Congress Mulls Rights for Disabled
The Associated Press
By DARLENE SUPERVILLE
WASHINGTON (AP) - Eight years after passage of a landmark disabilities law, Congress has opened a new debate about further expanding the rights of disabled people.
Advocates for the disabled are pressing for a bill that would give them more control over their care. It would allow a larger portion of the Medicaid funds that now pay for care in institutions to be used for community- or home-based care, if that's where the individual wants to live.

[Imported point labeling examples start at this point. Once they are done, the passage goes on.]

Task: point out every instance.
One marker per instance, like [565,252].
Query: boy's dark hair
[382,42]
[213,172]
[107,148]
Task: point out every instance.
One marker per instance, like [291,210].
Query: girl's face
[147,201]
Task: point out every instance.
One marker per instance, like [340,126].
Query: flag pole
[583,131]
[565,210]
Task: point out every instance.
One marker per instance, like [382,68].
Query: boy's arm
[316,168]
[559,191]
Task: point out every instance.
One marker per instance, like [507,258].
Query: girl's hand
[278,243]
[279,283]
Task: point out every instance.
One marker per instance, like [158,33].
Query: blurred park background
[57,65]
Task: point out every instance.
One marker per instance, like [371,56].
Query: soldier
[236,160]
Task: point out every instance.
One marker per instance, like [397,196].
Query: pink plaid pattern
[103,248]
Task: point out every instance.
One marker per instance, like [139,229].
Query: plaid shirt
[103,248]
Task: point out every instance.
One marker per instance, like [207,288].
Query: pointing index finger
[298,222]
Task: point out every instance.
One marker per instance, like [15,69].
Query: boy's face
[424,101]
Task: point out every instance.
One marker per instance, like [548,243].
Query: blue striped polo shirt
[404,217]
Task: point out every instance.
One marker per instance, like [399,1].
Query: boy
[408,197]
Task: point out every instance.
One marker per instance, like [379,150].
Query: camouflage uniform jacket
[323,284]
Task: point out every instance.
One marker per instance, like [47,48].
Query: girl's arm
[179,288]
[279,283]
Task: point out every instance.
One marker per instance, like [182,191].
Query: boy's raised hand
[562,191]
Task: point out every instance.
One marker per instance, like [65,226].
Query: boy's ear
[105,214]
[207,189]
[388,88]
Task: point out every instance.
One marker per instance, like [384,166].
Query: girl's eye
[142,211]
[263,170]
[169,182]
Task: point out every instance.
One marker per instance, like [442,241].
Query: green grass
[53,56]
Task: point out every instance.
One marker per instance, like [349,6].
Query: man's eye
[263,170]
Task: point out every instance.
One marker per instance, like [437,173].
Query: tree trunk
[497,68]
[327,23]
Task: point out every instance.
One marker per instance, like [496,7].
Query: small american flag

The debate opened Thursday with support from two House members who rarely agree on anything: Speaker Newt Gingrich, R-Ga., and Minority Leader Richard Gephardt, D-Mo. Gingrich told the House Commerce health and environment subcommittee that government shouldn't force people with disabilities into institutions and nursing homes for care that can be delivered more effectively and cheaply in a home or community living arrangement.
``Everyone deserves the opportunity to lead a full and independent life,'' Gingrich said, adding that ``people with disabilities are no exception.''
His remarks drew applause from the audience of advocates, many of whom sat in motorized wheelchairs and took notes or were accompanied by seeing-eye dogs. Others wore purple buttons that said ``There is no place like home'' or red T-shirts printed with ``Mi Casa,'' the bill's acronym, which also means ``My Home'' in Spanish.
Gingrich introduced the bill last June, with Gephardt as a co-sponsor.The 1990 Americans with Disabilities Act banned discrimination against people with disabilities.
Gephardt said too much of the Medicaid funds spent on the disabled goes to institutions. With the right services, he said, many people with disabilities can live productive lives on their own. ``Further, they have a right to do so,'' he said. ``People with disabilities have that right as much as others that don't have disabilities.'' But some are already questioning the potential price tag.
Margaret Hamburg, an assistant secretary at the Department of Health and Human Services, said the Clinton administration embraces the goals but has concerns about the cost and whether the bill is the best way to achieve those goals. The Congressional Budget Office says the bill could cost between $10 billion and $20 billion a year, depending on how many people use the benefit and other factors.
Rep. Ted Strickland, D-Ohio, told advocates that it's easy to get support for bills, but harder to get lawmakers to vote to spend the money. ``Talk is cheap in Washington,'' he said.